Alcohol abuse is confused with alcoholism in the sense that they both entail alcohol dependence. Alcohol abuse is different because it is projected as a pattern of alcohol consumption that can and will result in failure to fulfill major responsibilities at work, home and school. Alcohol abuse can also result in a person driving a car or operating heavy machinery while intoxicated. Alcohol abusers continue drinking, disregarding their past infractions.
Heavy drinking effects each person differently, and reportedly, gender plays a part. For a man to be considered a binge drinker, he must consume five alcoholic beverages within two hours. For a woman, it is four drinks over the course of two hours. This approximation may vary due to the persons’ weight and height. A “drink” is classified as a twelve-ounce beer, a standard shot of hard alcohol, such as tequila or vodka, or a six-ounce glass of wine.
College students across America are consuming even higher levels of alcohol more than once per week. Robert Zucker, Ph.D., head of the U-M Health System’s Addiction Research Center, said, “Among full-time college students, about 45 percent binge on alcohol occasionally or often, compared with 25 percent of the general public.”
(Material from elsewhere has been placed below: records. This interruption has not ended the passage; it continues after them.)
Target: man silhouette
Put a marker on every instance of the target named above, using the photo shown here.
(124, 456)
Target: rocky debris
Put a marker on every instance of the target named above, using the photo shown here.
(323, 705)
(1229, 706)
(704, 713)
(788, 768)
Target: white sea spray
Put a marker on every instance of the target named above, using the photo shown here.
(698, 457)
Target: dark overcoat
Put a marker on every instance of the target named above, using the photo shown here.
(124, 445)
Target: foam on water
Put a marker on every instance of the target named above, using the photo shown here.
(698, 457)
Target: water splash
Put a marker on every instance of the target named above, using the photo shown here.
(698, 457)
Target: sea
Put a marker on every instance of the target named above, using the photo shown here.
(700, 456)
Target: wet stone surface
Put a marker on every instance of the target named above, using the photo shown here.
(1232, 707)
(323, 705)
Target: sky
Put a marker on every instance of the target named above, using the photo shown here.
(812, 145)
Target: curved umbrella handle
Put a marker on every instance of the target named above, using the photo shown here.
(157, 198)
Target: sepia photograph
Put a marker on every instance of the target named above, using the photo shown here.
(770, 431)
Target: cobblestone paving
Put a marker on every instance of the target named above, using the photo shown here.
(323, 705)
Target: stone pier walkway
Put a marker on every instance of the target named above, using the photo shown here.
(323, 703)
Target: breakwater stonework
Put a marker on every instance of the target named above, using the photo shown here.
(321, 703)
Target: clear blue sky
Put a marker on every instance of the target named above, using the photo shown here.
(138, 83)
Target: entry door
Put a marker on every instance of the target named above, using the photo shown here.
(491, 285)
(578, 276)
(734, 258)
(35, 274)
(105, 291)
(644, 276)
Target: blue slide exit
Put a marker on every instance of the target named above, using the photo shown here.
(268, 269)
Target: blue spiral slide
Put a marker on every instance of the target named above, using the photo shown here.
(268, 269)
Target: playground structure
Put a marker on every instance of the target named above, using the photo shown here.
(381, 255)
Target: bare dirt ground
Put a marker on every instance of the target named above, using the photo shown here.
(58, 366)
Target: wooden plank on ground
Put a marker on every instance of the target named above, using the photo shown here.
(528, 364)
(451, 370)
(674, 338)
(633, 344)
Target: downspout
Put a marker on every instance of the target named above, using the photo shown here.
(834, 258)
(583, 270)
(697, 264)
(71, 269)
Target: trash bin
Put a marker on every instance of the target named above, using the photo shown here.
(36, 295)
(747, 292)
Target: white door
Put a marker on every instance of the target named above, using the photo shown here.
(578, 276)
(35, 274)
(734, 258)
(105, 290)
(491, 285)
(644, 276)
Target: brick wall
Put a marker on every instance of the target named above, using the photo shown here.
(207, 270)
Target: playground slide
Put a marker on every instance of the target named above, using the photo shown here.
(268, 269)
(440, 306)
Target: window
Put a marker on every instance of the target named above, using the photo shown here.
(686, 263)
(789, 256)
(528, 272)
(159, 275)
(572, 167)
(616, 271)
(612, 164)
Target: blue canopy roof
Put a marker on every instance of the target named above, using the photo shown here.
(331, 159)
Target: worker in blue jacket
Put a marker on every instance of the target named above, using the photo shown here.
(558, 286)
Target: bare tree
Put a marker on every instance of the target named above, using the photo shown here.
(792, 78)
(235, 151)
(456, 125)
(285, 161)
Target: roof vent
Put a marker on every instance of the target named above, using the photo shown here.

These statistics are proving to be true according to the alcohol-related incidents reported across the nation. Including vehicle crashes, approximately 1,400 college students ranging between the ages of 18 and 24, die each year because of incidents involving alcohol. This is also not including the 500,000 who become injured, 600,000 who are assaulted, or the 70,000 who claimed to have been sexually assaulted while in a situation involving alcohol, which lead to the contraction of sexually transmitted diseases.
Thirty-one percent of college students have such a serious alcohol abuse problem that it barely falls short of addiction and dependence. According to Anthony Alexander, a student, “There are a lot of students who are addicted to alcohol. College students need to at least cut down on their drinking if they don’t want it to catch up with them physically in the future.”